Equities drift lower.
Euro steady but EU battle rages.
Nikkei -0.37% Dax -1.04%.
UST 10Y 0.85.
Oil $41.19.
Gold $1858/oz.
BTCUSD $17391/oz.
Asia and the EU
No Data.
North America Open
USD Weekly jobless 8:30.
USD Philly Fed 8:30.
CAD ADP Employment 8:30.
Equity markets were lower in Asian and early European trade as COVID fears once again weighed on investor sentiment.
With coronavirus infections showing no signs of slowing many medical systems in the US and Europe are coming under unsustainable stress forcing governments in those regions to consider further lockdown measures. Even without formal lockdown measures mobility data suggests that consumers are retreating again and anecdotal data indicates that hoarding of staples in the US is once again becoming a problem on the supply chain.
All of this suggests that the economic rebound from spring lows may be in danger of slowing as economic activity is clearly becoming curtailed.
For now, equities have been supported by easy monetary policy and the prospect of additional fiscal stimulus, but with the atmosphere in Washington DC poisoned by Trump’s refusal to acknowledge that he lost the Presidency the chance of any significant spending package has been reduced significantly. The move is further complicated by the focus on the Senate runoff election in Georgia where the outcome can shift the power structure in Congress.
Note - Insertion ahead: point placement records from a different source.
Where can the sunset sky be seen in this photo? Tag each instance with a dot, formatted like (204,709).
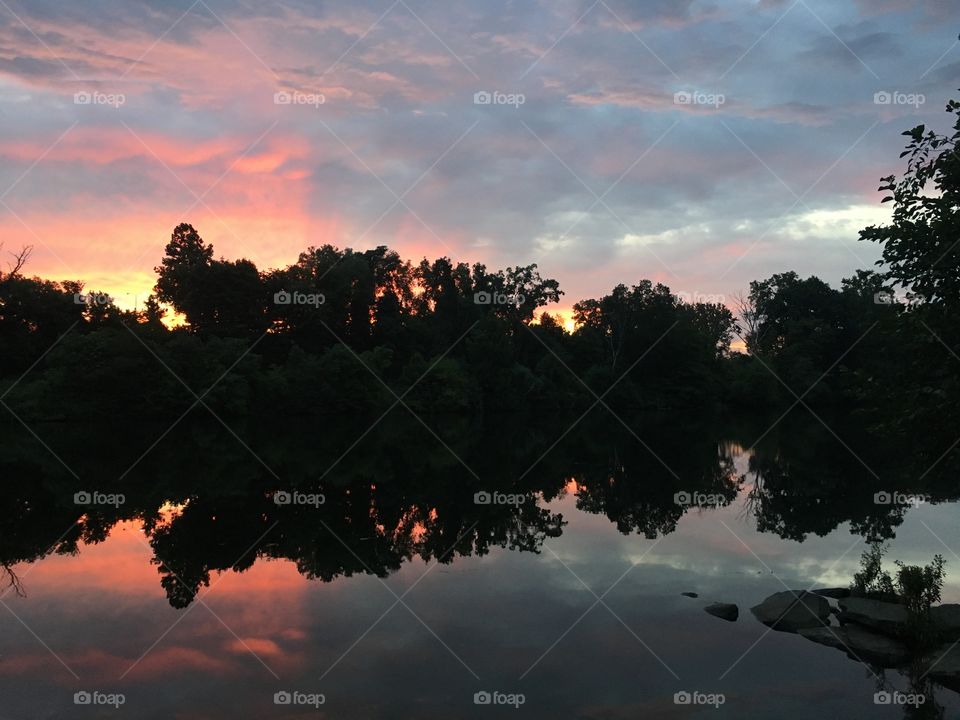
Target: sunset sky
(121,119)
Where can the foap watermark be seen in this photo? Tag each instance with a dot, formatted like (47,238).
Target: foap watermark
(295,697)
(899,98)
(886,297)
(95,697)
(298,298)
(898,698)
(299,98)
(695,297)
(491,298)
(85,497)
(496,97)
(487,498)
(888,497)
(85,97)
(294,497)
(699,499)
(695,697)
(495,697)
(697,97)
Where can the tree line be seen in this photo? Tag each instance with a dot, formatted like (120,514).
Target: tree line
(347,330)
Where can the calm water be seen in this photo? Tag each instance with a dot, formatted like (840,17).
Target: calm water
(200,597)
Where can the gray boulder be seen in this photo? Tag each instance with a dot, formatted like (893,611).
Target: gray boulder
(793,610)
(724,611)
(884,617)
(834,593)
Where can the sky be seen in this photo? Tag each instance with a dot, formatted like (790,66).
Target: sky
(701,144)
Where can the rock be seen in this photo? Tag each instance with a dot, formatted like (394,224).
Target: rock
(888,618)
(947,617)
(943,665)
(724,611)
(792,610)
(835,593)
(861,644)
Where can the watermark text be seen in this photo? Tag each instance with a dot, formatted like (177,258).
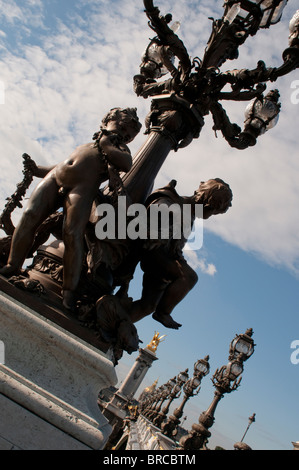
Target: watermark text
(157,222)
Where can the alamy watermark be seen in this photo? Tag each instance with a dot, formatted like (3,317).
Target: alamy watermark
(295,353)
(158,222)
(2,353)
(295,93)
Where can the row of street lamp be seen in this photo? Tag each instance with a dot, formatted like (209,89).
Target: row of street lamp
(225,380)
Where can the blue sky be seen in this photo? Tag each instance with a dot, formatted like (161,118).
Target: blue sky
(64,64)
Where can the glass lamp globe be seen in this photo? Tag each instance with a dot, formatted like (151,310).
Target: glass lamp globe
(243,345)
(233,370)
(183,376)
(263,113)
(202,366)
(195,382)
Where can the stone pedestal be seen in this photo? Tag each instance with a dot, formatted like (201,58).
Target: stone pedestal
(49,384)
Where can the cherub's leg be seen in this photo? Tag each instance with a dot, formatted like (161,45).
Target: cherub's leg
(78,206)
(152,291)
(43,202)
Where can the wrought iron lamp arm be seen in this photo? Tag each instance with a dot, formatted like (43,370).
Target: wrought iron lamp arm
(167,37)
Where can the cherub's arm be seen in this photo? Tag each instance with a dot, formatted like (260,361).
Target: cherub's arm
(118,156)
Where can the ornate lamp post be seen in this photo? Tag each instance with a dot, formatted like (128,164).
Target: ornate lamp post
(195,87)
(242,445)
(191,389)
(251,420)
(163,397)
(175,393)
(152,402)
(225,380)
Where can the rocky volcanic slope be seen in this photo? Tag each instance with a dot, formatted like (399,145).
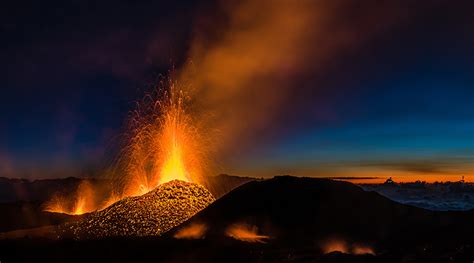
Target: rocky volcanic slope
(151,214)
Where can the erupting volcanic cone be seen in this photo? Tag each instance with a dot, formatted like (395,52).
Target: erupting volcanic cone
(151,214)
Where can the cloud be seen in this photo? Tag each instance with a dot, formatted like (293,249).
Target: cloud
(248,61)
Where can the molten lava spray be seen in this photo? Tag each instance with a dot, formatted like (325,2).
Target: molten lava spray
(165,144)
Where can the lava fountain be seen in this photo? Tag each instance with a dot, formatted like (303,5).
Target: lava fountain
(163,144)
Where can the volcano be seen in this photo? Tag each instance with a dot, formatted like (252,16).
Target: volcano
(284,219)
(151,214)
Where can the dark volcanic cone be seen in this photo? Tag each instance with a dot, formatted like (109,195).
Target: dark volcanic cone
(151,214)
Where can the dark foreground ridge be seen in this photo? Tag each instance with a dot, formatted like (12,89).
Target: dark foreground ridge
(285,219)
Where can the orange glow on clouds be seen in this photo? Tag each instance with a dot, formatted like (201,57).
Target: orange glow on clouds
(246,233)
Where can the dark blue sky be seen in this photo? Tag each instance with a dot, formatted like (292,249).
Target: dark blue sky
(400,101)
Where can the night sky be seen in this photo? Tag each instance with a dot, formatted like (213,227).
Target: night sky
(395,100)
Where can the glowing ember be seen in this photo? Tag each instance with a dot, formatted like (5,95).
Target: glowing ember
(246,233)
(335,245)
(77,204)
(152,214)
(192,231)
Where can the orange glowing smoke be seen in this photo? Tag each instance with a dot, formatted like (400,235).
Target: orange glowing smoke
(362,250)
(81,202)
(246,233)
(192,231)
(335,245)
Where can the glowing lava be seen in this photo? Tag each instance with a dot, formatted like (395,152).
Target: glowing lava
(163,143)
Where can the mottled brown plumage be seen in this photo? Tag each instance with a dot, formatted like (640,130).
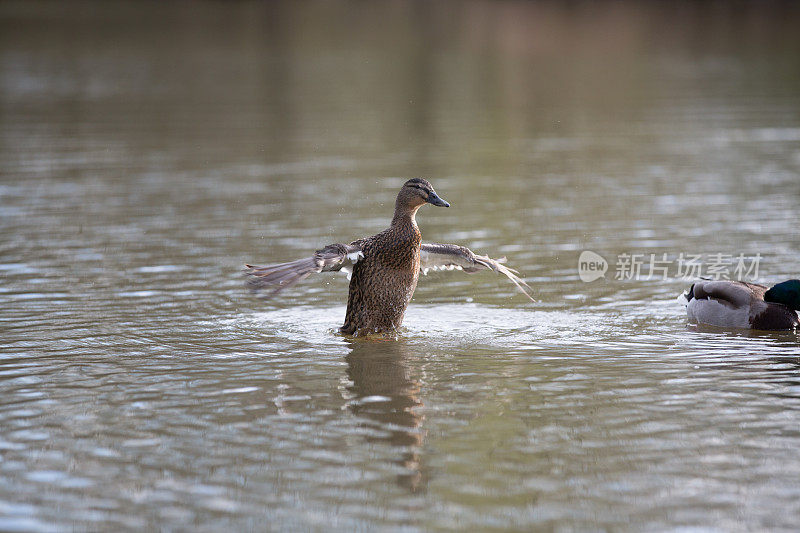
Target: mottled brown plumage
(385,267)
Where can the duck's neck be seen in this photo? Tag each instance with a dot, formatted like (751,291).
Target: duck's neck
(405,216)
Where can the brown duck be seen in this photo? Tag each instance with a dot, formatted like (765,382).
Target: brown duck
(385,267)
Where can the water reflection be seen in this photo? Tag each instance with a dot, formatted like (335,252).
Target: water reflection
(386,396)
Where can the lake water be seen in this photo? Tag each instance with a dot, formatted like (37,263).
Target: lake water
(148,151)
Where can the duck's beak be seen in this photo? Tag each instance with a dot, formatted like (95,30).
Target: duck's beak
(434,199)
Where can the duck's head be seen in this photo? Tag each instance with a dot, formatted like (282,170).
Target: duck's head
(786,293)
(416,192)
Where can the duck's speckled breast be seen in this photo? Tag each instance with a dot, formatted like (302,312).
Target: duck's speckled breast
(383,282)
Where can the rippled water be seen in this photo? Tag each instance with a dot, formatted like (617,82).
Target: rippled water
(149,151)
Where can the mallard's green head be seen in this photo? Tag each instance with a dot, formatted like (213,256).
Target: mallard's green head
(786,293)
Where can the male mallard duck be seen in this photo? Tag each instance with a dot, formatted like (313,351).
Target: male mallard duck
(385,267)
(737,304)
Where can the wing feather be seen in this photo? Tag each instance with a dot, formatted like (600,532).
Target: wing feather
(281,276)
(453,257)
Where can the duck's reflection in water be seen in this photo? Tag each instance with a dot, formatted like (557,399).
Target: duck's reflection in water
(385,395)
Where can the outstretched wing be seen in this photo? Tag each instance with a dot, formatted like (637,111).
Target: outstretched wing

Today’s US weekly jobless data could provide clues as to whether the economic slowdown is taking place with markets looking for little change from last week’s 709K number. However, if claims rise the news could provide the catalyst for further selloff as the day proceeds.
Meanwhile, in Europe, the wrangling continues over the stimulus package as Poland and Hungary vetoed the EU budget over the clause on the rule of law. Some European diplomats believe that both Warsaw and Budapest are bluffing as both economies badly need the stimulus funds but in Eastern Europe, the political sentiments often trump economic considerations and there is a very real chance that they could scuttle the deal in which case the rest of the EU would need to consider rewriting the languages or cutting Hungary or Poland out of the package altogether which only intensify the strains on the union.
For now, the EURUSD remains firm around 1.1800 as markets continue to view the latest drama as just a distraction, and given the critical need for stimulus it’s doubtful Hungary and Warsaw could kill the deal, but any further delay could start to put further selling pressure on the pair and it could drift below 1.1800 if tensions persist.